3. He should co-operate with the expert of the other party or parties in attempting to narrow the technical issues in dispute at the earliest possible stage and to eliminate or place in context any peripheral issues. He should co-operate with the other expert(s) in attending ‘without prejudice’ meetings as necessary and in seeking to find areas of agreement and to define precisely areas of disagreement to be set out in the joint statement of experts ordered by the Court.


4. The expert evidence presented to the Court should be, and be seen to be, the independent product of the expert uninfluenced as to form or content by the exigencies of the litigation.


5. An expert witness should state the facts or assumptions upon which his opinion is based. He should not omit to consider material facts which could detract from his concluded opinion.


6. An expert witness should make it clear when a particular question or issue falls outside his expertise.


7. Where an expert is of the opinion that his conclusions are based on inadequate factual information he should say so, explicitly.


8. An expert should be ready to reconsider his opinion and, if appropriate, to change his mind when he has received new information or has considered the opinion of the other expert. He should do so at the earliest opportunity.


Three of these points are common to the principles of Cresswell J, three more correspond closely, but nos 2 and 3 are new, and it remains to be seen whether they will be adopted, widely.

Apply those principles, and the strict requirements of Pt. 35, Civil Procedure Rules, the protocol on the instruction of expert witnesses, the Practice Directions of the Lands Chamber, the current Practice Statements and Guidance Notes of the RICS, and the IRRV’s Code of Conduct, and you won’t go far wrong!


One matter is of particular relevance to rating valuers (and – all right, I admit to a job demarcation point), and that is that the roles of expert witness and advocate do not mix, even though, with a lot of finagling, they may flow in the same channel in Valuation Tribunals. The role of the expert is set out above, clearly and succinctly - that of the advocate is very different and, some would say, incompatible with the role of the expert witness. The Lands Chamber will allow it only rarely (and then with misgivings).


For the role of the advocate, as Dr Johnson put it, nearly 250 years ago, is to do for his client all that the client would do for himself, if he could, save that the advocate has, of course, the same overriding duty to the Court as the expert witness. The lawyer must refer to all relevant legal authority, seeking to distinguish it if it does not support his client’s case, and he must make all submissions which are properly arguable in support of that case, although he does not have an overriding duty to reveal unhelpful facts (his opponent or the Bench will do that!) The advocate can refer to the expert’s evidence, but he cannot add to it or offer any of his own, unless the Court or tribunal invites it.

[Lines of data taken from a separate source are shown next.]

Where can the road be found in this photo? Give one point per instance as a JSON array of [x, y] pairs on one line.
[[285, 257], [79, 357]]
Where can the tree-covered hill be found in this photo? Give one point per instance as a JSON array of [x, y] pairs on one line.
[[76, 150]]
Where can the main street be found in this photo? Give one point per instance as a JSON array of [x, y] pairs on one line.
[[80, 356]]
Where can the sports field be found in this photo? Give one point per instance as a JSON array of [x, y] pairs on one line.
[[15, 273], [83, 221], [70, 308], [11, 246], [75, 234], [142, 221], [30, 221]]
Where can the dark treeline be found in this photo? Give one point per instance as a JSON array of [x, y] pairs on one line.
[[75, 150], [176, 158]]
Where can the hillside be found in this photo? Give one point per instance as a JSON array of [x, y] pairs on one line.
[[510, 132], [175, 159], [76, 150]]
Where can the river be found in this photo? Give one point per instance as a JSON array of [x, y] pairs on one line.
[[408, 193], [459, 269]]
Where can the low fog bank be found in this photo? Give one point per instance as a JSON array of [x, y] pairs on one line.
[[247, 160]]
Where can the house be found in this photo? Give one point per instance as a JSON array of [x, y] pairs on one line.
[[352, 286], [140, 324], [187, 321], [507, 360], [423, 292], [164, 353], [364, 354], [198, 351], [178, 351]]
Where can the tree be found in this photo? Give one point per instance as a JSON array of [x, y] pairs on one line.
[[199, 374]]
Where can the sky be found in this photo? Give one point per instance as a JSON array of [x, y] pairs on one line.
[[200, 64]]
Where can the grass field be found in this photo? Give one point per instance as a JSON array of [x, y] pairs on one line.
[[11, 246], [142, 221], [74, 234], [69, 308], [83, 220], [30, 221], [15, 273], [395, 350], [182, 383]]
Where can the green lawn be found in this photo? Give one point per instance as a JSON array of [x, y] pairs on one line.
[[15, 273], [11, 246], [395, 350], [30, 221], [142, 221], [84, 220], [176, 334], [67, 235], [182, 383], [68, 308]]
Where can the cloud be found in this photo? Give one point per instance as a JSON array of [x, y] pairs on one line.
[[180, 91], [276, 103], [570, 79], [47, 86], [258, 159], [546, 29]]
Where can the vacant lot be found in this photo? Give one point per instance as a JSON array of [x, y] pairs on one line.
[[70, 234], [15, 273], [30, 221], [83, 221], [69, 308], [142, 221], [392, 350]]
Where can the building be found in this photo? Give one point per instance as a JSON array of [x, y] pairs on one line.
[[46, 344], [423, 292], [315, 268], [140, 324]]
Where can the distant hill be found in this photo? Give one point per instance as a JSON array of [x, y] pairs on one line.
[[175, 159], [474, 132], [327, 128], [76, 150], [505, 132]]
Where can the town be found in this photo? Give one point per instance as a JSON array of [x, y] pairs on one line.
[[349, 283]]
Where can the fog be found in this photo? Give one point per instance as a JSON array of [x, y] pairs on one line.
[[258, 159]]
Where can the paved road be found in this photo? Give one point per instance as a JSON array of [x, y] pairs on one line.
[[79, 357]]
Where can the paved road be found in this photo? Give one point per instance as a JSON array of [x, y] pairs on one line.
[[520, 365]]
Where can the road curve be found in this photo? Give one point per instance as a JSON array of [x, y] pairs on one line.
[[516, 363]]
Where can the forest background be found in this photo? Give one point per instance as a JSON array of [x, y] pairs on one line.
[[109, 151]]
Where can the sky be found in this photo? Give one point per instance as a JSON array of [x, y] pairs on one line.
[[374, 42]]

The two roles are indeed, very different, and an expert seeking to act as advocate also, should cover himself or herself against future problems by obtaining the client’s written permission to do so, in advance, taking care to point out the potential adverse cast which may be placed on the expert evidence by an opponent or by the tribunal, if the advance into the dual role is not made with the greatest of caution.


Therefore, play it straight and by the books of rules. Stray not from the boundaries of your expertise, nor from the advice of the judges. Exercise all diligence, skill, experience and thoroughness, with strong, independent judgment and proper prudence, and all should be well. Should you suspect the presence of one or more of my brethren in the water below you, or worse, should you see our dorsal fins cutting towards you, think quickly and carefully, and take the appropriate action, immediately! Remember that honesty is ever the best policy, and we may yet swim away, hungry.